I remember when this film came out thinking: Nic Cage...Snake Eyes (the last film I saw him in - the DePalma flop fro 1998)...mmm, no thanks. Admittedly, I wasn't deep on the Scorsese bandwagon at that point in my career. Don't get me wrong, I enjoyed many of his films, especially Good Fellas, Casino and Cape Fear (with deference to the original). But he wasn't a Director whose films I would see simply because he made them. Ever since Hugo and Shutter Island, I've started looking backward and considering what I've missed. The King of Comedy, Mean Streets, Taxi Driver and Raging Bull, to name a few are films, with a little more weight and understanding under my own belt, that I've gone back to and simply been devastated by.
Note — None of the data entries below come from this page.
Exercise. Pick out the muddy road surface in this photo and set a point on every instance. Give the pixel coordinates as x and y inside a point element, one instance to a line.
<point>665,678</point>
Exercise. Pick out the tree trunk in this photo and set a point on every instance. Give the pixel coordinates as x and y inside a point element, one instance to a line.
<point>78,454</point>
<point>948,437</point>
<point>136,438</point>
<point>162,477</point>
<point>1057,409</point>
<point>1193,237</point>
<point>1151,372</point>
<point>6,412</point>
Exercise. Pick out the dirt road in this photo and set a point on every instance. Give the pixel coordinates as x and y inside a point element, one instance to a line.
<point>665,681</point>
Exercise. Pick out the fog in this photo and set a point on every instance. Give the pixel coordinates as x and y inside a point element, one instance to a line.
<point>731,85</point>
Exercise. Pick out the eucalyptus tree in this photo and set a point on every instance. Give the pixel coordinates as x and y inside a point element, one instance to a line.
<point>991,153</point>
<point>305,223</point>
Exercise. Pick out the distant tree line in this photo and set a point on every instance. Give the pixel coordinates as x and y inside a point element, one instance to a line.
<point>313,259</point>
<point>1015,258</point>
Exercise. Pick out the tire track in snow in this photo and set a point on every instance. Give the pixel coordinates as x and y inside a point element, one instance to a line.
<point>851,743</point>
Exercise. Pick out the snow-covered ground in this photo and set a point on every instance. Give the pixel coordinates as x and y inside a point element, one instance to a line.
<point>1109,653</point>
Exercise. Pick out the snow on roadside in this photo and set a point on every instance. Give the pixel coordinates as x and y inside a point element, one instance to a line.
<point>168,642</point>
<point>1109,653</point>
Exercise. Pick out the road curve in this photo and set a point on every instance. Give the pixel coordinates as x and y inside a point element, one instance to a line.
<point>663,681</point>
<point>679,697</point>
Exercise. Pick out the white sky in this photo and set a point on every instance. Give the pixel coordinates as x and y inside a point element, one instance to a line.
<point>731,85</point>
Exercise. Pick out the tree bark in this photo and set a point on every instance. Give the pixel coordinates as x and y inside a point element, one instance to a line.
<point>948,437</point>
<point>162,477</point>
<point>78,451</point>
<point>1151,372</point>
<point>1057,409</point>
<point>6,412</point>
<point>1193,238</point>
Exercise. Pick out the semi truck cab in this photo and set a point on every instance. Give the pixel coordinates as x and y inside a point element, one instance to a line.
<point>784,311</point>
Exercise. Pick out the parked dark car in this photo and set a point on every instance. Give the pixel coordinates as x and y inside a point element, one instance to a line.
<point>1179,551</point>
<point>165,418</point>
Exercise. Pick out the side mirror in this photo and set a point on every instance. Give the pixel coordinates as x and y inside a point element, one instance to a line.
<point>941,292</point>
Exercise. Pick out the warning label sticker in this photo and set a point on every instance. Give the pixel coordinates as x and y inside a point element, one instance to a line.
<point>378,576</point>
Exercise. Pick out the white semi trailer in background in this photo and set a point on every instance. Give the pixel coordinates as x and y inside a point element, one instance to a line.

So here is Bringing Out the Dead - a long way from any of the classics mentioned above, but still on the list of this great auteur's work that I felt the need to explore. I was not let down. This is a Nic Cage part - a bit looney, but still sad and lovable in his pursuit of peace within the chaos he works as an EMT in NYC. He crosses the line between poetry and brutal nonsense without much thought, overwrought by a schedule that doesn't let him sleep, a dependence on alcohol and an inability to save anyone -- his connection to his favorite drug: feeling like God.

The three acts via three drivers makes for a great framing device. They're all excellent and paint Cage's mood beautifully. John Goodman is his usual salt of the earth pile driver, somehow making us comfortable with the horror of this world. Ving Rhames is cool as it comes, abusing his authority in the name of the Lord to help make believers out of non-believers. Then there's Tom Sizemore who, it seems, is just being Tom Sizemore. And that's plenty and perfect for Cage's near departure at the end of the film.
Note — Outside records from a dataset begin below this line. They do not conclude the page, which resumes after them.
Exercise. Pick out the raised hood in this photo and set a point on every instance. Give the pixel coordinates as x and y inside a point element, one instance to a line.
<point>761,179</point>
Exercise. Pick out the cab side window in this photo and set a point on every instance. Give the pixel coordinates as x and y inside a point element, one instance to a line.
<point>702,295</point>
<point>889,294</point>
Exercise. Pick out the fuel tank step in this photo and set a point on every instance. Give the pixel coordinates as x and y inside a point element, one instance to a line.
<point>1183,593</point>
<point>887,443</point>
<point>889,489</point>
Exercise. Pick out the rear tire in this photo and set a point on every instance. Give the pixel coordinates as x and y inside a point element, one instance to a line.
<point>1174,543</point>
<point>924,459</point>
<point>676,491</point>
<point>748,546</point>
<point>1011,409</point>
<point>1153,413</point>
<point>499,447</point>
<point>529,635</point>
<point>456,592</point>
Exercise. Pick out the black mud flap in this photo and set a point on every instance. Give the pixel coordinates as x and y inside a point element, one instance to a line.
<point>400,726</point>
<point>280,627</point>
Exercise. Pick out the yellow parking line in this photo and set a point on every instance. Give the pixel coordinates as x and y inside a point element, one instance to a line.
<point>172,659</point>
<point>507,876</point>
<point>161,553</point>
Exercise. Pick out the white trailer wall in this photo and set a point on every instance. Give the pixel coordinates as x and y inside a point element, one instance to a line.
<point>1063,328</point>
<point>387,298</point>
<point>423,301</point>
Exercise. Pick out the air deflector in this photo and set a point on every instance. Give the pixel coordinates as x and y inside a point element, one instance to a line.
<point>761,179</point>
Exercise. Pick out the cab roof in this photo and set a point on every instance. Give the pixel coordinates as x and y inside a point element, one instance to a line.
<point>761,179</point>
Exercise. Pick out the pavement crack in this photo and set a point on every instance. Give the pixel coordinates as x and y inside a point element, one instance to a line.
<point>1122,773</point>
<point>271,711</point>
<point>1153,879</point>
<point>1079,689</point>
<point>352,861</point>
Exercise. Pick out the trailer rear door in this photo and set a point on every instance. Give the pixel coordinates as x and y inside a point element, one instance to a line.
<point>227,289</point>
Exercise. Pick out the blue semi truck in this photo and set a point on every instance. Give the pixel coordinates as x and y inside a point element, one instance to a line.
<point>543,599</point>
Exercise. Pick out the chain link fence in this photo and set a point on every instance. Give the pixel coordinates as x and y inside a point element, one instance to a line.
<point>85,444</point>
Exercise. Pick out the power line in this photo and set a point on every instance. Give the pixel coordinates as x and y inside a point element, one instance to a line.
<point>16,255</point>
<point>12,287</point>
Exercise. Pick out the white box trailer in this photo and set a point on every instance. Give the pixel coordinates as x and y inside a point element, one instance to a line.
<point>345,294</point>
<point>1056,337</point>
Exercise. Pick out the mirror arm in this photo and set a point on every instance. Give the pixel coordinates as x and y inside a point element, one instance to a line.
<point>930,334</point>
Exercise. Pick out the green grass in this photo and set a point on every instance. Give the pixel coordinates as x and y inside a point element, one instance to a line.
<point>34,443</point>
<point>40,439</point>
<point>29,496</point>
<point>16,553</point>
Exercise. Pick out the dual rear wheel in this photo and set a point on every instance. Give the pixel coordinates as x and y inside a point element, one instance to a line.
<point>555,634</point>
The music and radio calls to the drivers are constant partners, filling in the ridiculous world outside the mobile sanctuary that is the ambulance and playing for the viewer as another character, almost like Wolfman Jack in "American Graffiti". The cinematography is, typically for Scorsese, fascinating, hyper when necessary, dead calm with forced perspectives like the two shot on Cage and Sizemore near the end of the film, all to great effect.

I tend to enjoy stories with dark, spiritual and psychological tones and Waking the Dead is rich with them.